Here, the trial court restricted its due process analysis to Appellants’ individual situations, concluding that Appellants themselves received notice and participated in the proceedings. (Trial court op. at 3-4.) However, the trial court failed to consider the due process rights of the public at large, and did not address Appellants’ contentions that the public did not receive proper notice and sufficient opportunity to be heard at the meetings. (Trial court op. at 3) (“Whether or not the notice or hearings complied with the requirements of the MPC is not at issue. In addition, whether the due process rights of other citizens of the Township were violated by the alleged failure to properly publish notice of and hold public meetings is not at issue.”). Pursuant to Messina, the trial court was obligated to consider the shared public interest and right to participate in municipal actions, and should have *1087determined whether the Board complied with the MPC’s statutory procedures regarding public notice that are relevant to Appellants’ claims.

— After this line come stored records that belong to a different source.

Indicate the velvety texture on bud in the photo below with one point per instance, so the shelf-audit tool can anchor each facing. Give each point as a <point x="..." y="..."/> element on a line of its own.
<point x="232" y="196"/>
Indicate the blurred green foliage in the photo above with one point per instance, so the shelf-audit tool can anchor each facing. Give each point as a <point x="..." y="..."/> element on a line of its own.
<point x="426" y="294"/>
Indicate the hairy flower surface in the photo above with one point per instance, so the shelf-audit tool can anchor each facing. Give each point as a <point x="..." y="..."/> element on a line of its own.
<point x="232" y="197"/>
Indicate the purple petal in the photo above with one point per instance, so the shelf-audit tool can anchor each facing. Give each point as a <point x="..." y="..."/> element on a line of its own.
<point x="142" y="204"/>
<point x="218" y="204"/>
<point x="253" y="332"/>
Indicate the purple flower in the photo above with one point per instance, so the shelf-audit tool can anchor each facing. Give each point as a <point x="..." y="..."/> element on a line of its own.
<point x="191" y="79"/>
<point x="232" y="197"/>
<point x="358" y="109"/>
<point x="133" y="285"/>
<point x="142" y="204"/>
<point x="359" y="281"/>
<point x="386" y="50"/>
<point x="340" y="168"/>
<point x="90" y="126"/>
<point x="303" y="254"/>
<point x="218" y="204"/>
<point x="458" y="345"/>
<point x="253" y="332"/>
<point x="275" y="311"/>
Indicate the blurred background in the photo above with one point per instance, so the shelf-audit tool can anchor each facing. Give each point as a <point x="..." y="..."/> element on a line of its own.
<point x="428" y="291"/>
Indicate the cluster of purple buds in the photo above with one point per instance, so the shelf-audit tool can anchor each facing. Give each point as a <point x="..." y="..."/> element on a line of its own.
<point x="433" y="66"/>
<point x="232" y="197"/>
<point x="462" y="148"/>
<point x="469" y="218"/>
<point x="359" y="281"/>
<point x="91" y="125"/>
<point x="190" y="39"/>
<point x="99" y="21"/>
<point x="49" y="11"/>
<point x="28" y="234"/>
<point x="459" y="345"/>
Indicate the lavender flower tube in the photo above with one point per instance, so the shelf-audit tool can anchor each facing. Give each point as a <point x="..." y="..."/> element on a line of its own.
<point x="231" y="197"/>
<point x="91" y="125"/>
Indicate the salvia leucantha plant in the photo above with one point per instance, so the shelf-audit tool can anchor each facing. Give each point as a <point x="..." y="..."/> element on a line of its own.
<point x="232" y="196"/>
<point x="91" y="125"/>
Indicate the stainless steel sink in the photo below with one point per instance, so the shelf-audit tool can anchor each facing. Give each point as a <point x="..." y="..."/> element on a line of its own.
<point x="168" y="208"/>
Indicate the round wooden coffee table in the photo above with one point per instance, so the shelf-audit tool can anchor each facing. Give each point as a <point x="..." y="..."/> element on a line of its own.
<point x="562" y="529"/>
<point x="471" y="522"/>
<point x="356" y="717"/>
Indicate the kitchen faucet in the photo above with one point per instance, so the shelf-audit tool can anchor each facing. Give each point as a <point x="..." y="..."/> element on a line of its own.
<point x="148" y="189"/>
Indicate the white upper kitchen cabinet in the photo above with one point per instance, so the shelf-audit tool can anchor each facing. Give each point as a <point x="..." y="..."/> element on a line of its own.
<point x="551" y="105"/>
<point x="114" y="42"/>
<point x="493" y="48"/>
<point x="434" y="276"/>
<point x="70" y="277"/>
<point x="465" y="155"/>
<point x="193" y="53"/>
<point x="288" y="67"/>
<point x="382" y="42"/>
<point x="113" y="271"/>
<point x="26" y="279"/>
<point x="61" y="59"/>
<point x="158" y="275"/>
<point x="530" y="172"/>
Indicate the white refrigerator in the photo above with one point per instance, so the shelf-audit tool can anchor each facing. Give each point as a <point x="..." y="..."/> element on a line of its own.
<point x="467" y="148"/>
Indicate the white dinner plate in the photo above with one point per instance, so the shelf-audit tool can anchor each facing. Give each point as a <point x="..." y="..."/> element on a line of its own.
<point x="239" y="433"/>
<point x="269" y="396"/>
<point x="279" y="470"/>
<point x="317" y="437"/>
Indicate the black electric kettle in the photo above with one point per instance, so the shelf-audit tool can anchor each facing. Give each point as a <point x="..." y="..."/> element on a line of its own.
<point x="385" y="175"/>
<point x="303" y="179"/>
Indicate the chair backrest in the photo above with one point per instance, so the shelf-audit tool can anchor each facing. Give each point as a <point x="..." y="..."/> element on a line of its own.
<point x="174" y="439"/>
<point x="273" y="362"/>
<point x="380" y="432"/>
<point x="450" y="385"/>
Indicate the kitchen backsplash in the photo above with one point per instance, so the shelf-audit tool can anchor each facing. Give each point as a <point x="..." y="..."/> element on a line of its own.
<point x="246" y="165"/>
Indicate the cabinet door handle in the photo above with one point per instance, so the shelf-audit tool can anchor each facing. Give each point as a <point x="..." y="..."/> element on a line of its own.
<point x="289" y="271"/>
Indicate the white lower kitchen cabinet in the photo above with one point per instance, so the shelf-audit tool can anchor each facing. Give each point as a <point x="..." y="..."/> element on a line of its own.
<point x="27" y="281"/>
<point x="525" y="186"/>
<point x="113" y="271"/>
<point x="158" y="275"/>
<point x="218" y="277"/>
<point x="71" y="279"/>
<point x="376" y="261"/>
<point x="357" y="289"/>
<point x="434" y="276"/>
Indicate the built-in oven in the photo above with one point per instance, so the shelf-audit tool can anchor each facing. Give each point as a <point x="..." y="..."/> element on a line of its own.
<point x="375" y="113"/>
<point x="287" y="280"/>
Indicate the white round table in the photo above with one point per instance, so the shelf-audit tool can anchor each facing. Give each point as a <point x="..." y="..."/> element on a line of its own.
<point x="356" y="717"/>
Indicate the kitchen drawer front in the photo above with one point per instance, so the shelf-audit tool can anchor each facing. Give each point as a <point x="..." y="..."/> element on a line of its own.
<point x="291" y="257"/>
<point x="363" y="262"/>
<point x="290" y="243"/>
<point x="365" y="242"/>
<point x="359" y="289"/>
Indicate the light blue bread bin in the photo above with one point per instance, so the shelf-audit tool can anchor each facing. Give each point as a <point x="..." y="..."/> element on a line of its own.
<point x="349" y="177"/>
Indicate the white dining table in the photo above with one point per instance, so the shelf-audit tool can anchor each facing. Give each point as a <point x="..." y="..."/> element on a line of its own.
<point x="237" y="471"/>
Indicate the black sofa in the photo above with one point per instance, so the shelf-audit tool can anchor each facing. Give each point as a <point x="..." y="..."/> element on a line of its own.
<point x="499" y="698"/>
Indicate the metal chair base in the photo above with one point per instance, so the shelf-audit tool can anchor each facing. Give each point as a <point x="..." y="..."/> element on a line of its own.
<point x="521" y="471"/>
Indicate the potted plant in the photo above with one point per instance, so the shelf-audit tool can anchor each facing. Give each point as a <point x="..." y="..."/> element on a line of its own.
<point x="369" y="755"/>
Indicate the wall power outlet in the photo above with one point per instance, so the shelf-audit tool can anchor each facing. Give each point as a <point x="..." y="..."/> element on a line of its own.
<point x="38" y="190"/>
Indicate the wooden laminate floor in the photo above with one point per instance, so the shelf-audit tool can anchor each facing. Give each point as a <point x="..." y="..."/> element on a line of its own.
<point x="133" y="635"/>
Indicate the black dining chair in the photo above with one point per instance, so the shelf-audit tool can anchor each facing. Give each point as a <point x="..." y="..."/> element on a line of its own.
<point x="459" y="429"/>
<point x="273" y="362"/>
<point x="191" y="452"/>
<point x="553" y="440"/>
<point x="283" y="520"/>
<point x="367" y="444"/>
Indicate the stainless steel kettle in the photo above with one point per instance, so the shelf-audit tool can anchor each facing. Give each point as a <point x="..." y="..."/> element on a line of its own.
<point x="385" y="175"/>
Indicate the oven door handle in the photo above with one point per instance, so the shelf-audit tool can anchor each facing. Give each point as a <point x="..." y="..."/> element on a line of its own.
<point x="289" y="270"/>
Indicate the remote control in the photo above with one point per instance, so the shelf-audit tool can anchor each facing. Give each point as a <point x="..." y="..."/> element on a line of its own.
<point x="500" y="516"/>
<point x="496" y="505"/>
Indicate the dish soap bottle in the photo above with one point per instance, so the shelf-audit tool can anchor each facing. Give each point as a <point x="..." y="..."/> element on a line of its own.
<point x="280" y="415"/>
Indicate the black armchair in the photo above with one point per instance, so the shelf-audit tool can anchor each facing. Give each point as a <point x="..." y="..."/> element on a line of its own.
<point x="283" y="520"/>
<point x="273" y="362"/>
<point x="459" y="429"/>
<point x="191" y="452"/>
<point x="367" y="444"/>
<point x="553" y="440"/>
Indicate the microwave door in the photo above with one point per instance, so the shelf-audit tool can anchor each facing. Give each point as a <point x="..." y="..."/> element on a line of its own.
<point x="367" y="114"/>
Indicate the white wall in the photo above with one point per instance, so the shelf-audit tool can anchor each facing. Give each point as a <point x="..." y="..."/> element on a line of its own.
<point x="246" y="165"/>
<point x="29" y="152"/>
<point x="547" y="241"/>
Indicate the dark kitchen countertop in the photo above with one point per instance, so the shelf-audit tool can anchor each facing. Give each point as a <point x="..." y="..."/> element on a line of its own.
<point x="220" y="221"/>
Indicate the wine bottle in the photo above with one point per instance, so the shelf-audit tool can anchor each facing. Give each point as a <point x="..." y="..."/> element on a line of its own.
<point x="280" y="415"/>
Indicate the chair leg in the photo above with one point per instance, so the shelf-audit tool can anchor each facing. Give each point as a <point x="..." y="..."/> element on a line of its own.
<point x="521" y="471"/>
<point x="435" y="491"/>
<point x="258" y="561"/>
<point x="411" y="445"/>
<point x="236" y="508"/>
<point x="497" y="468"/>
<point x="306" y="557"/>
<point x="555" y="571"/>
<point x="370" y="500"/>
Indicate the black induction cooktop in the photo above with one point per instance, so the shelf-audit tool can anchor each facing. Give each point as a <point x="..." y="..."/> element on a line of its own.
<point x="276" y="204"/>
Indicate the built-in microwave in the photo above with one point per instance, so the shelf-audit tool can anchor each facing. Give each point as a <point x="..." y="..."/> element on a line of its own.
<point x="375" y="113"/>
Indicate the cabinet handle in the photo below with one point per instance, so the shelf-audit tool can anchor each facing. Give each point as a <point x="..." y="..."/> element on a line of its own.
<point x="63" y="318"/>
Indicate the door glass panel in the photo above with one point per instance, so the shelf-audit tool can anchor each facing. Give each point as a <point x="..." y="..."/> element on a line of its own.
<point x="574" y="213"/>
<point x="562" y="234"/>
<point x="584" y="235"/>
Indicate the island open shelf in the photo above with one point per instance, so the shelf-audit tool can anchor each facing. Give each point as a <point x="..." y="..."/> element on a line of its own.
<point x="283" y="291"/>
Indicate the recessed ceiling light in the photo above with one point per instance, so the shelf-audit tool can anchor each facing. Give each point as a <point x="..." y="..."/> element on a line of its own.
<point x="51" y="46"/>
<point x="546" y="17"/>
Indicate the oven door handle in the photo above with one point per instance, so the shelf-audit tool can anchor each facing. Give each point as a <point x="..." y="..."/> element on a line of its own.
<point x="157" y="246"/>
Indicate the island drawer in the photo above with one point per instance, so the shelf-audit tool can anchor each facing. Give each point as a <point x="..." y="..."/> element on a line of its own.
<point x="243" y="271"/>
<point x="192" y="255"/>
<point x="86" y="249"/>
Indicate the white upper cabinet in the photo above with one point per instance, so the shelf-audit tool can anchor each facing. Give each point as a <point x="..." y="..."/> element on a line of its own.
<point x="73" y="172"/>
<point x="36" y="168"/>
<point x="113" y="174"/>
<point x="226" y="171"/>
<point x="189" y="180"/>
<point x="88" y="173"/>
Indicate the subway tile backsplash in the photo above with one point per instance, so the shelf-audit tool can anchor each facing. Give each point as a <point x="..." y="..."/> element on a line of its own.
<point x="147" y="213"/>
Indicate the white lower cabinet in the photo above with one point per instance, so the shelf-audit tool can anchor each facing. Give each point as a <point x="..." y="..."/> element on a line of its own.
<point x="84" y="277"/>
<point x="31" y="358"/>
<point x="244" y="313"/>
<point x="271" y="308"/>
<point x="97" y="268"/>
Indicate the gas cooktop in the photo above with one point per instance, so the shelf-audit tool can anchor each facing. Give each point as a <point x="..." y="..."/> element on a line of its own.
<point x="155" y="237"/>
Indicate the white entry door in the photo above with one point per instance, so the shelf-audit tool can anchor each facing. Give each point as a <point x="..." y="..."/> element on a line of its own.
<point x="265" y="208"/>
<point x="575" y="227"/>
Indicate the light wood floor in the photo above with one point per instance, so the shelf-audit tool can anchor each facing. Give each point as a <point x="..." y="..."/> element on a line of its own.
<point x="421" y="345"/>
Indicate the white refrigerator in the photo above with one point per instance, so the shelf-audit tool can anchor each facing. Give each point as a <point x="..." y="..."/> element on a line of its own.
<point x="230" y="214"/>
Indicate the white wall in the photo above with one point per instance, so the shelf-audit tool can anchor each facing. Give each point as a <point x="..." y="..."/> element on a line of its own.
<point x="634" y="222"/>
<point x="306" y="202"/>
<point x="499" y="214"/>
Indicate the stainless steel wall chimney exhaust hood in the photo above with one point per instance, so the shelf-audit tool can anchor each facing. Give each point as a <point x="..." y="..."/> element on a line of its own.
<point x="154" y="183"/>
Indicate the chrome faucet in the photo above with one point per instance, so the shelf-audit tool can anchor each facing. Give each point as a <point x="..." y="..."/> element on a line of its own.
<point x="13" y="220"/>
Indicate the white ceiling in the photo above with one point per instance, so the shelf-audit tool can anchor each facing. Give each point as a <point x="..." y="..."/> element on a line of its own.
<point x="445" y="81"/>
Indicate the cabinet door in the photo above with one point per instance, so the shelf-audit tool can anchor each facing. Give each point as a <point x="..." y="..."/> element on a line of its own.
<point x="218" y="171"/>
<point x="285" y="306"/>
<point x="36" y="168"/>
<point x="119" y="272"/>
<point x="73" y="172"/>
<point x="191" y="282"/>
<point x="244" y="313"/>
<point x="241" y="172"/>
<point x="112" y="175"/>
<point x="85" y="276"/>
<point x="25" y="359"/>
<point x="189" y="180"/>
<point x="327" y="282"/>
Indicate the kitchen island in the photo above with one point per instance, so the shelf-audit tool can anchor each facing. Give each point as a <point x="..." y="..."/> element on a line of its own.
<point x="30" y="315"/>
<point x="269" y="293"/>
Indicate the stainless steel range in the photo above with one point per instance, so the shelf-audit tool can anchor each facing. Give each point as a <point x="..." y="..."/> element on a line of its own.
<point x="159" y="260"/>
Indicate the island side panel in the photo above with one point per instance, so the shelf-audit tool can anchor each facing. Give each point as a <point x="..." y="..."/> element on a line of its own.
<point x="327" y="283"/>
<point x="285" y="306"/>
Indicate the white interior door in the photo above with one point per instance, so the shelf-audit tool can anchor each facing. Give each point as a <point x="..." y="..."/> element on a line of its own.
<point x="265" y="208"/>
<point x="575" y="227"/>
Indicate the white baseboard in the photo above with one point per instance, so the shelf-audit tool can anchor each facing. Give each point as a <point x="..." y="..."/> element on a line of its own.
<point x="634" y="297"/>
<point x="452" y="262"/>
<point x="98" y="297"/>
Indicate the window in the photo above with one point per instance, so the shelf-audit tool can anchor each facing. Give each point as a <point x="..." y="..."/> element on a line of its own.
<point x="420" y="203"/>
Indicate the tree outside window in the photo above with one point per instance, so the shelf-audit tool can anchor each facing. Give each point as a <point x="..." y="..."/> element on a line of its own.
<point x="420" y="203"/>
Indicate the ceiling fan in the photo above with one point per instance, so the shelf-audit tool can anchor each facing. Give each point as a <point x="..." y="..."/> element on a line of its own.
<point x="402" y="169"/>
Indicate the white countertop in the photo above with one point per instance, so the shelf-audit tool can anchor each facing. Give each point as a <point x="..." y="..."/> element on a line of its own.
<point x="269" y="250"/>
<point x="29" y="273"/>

Messina, — Pa. at -, 62 A.3d at 370; accord Maj. op. at 1083.3 Accordingly, I would vacate and remand for the trial court to apply this legal standard and decide whether Appellants established that the Board failed to substantially comply with statutory procedure when enacting the ordinances.

. This provision states: ‘‘Except as provided in subsection (c), it is the express intent of the General Assembly that this 30-day limitation shall apply regardless of the ultimate validity of the challenged ordinance.” In turn, subsection (c) of section 5571.1 provides: "An appeal shall be exempt from the time limitation in subsection (b) if the party bringing the appeal establishes that, because of the particular nature of the alleged defect in statutory procedure, the application of the time limitation under subsection (b) would result in an impermissible deprivation of constitutional rights.” 42 Pa.C.S. § 5571.1(c) (emphasis added).

. Act of July 31, 1968, P.L. 805, as amended, added by the Act of July 4, 2008, P.L. 319, 53 P.S. § 10108(d). This provision states: "Notwithstanding this or any other act, in order to provide certainty of the validity of an ordinance or decision, any appeal or action contesting the validity of an ordinance based on a procedural defect in the process of enactment or the validity of a decision based on a procedural or substantíve defect shall be dismissed, with prejudice, as untimely if not filed within the 30th day following the second publication of the notice authorized in this section.” Id. However, similar to section 5571.1(c) of the Judicial Code, section 108(g) of the MPC contains an exception: "An appeal shall be exempt from the time limitation in subsection (d) only if the party bringing the appeal establishes that the application of the time limitation in subsection (d) would result in an unconstitutional deprivation of due process.” 53 P.S. § 10108(d) (emphasis added).

. See Schadler v. Zoning Hearing Board of Weisenberg Township, 578 Pa. 177, 185 n. 12, 850 A.2d 619, 627 n. 12 (2004) ("The Township also seems to insinuate that Schadler’s procedural challenge should be barred because, even if the public at large had no notice of the Ordinance’s enactment in February 2000, Schadler himself did have actual notice. However, the procedural requirements for the enactment of a law are non-waivable, and when the lawfulness of the enactment is in question, the law is either void or not void, without regard to the identity of the challenger. Meanwhile, finding the notice of an individual litigant to have any bearing on the litigant’s ability to challenge the law ... would lead to the absurd result of a single township ordinance being valid with respect to some citizens and simultaneously invalid with respect to others.”).